Another little boy that I never knew but followed a little through friends of friends on facebook died. He was one of those boys that reminded me of you, and part of this whole world of kids like you that I never really knew about until after you died. Sometimes I wished that I knew these families and kids while you were here because sometimes it felt so alone. But mostly I am just glad I get to follow them now, except when they go to join you. Then I am just reminded of how unfair it all can be .
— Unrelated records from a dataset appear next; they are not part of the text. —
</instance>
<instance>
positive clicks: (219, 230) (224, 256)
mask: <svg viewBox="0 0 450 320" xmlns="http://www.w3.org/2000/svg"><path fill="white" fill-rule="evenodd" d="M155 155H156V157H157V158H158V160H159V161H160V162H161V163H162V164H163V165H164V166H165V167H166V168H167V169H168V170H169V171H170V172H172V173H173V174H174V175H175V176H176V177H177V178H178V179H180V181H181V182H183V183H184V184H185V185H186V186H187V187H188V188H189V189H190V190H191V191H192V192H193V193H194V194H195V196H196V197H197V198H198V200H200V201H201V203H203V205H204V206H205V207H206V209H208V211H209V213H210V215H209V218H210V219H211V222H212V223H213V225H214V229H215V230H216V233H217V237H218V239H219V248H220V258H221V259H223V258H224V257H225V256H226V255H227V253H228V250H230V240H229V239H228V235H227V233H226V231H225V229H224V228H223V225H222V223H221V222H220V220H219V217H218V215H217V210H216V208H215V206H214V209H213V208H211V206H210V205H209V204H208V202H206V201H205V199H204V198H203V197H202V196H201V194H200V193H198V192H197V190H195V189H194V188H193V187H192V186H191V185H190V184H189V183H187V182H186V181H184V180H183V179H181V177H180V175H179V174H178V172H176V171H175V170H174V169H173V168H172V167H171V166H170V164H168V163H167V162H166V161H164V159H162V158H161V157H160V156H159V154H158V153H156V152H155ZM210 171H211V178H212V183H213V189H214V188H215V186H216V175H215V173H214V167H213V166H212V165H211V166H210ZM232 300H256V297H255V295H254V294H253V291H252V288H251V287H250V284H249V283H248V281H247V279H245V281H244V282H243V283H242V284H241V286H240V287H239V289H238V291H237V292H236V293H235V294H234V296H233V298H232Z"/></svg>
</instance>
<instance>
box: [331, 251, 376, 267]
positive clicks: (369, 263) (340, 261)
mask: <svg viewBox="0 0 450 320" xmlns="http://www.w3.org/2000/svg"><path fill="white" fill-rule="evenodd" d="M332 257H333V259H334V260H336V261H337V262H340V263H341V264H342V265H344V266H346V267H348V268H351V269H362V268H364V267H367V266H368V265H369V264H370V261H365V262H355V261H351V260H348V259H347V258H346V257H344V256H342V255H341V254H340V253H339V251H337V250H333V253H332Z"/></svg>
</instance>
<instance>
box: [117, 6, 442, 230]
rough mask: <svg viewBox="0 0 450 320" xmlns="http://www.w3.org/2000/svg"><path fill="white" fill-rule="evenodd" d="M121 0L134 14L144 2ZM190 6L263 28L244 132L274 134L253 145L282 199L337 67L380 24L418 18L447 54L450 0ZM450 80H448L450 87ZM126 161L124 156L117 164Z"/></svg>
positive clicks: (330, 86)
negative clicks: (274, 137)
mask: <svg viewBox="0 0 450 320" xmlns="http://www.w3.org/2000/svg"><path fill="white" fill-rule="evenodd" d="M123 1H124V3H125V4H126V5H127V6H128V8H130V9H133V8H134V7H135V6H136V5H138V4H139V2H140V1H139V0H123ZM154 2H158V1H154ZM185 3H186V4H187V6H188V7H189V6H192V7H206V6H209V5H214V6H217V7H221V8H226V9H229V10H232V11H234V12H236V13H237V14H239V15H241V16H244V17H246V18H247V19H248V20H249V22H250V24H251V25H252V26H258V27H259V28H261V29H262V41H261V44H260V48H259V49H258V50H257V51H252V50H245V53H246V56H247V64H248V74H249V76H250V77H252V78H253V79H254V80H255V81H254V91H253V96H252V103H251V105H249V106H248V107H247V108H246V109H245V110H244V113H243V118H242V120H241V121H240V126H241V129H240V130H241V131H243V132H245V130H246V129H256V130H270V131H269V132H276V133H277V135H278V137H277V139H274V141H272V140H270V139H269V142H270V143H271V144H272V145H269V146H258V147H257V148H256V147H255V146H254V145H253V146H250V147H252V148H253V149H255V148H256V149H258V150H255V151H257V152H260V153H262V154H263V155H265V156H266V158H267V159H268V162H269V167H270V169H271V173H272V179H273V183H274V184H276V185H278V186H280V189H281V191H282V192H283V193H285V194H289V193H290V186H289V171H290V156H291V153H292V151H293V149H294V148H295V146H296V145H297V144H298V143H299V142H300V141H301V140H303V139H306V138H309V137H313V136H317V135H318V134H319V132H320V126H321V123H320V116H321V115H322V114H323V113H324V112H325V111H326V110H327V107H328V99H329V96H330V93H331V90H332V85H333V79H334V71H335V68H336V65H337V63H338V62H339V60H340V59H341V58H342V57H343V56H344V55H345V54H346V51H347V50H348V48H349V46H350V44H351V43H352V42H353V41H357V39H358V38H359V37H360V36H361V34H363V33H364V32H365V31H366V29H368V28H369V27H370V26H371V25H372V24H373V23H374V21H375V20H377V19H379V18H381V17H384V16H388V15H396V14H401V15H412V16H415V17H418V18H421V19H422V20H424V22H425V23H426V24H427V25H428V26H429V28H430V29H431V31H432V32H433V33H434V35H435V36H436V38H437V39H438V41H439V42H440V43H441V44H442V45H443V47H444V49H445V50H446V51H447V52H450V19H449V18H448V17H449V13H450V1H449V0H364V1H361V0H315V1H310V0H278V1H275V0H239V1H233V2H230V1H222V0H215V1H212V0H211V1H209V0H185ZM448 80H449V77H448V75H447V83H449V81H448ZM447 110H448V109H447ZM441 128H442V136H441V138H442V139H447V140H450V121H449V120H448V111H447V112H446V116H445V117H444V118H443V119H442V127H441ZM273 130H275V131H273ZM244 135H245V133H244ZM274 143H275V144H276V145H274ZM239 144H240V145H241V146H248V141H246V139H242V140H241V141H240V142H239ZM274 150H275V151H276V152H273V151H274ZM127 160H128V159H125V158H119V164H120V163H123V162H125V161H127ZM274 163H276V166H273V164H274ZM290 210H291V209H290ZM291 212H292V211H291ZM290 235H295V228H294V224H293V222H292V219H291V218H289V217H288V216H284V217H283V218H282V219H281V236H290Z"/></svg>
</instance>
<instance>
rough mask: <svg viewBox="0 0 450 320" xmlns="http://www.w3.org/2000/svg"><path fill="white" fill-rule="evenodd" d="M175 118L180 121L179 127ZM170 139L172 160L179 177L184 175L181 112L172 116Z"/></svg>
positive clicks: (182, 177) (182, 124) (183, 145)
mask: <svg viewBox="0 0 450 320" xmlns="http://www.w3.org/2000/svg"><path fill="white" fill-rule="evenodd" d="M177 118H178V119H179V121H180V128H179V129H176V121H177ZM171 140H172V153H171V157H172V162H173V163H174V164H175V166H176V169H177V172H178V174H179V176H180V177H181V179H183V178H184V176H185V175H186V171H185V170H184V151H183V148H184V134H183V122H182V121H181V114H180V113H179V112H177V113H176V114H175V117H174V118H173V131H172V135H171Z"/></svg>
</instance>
I have however been feeling so proud of your legacy. And the people who knew you and loved you working hard to keep your memory alive. And also people who never met you that still work so hard to keep your memory alive. I’ve been feeling the love and it is nice. Saturday we did the Hero Rush again. And this year there were about 10 people on our team. We had Team Jake shirts that Susan made for us there was a moment when I just knew you would be happy, and probably laughing. The race starts with climbing up stairs to a platform. And the announcer noticed we were all Team Jake – he asked if you were here which caught me off guard but he got it when I answered “unfortunately, no” and he knew that we were doing it for you in your memory. And then we slid down fireman polls. I think you would have dug it. And I pictured you on your red fire engine with Xavier and it all felt right. And everyone finished and had fun and is already talking about next year and making the team bigger. And lots of it has to do with you.
As you know we found Jake Muffin. Daddy is actually the one. I couldn’t believe he made it downstairs. He was roaming around the dining room with one of Ethan’s little balls, rolling it around with his nose. Kind of like he was playing soccer. And for a moment I thought of you and the freedom you know have. I love you buddy and miss you more with each passing day.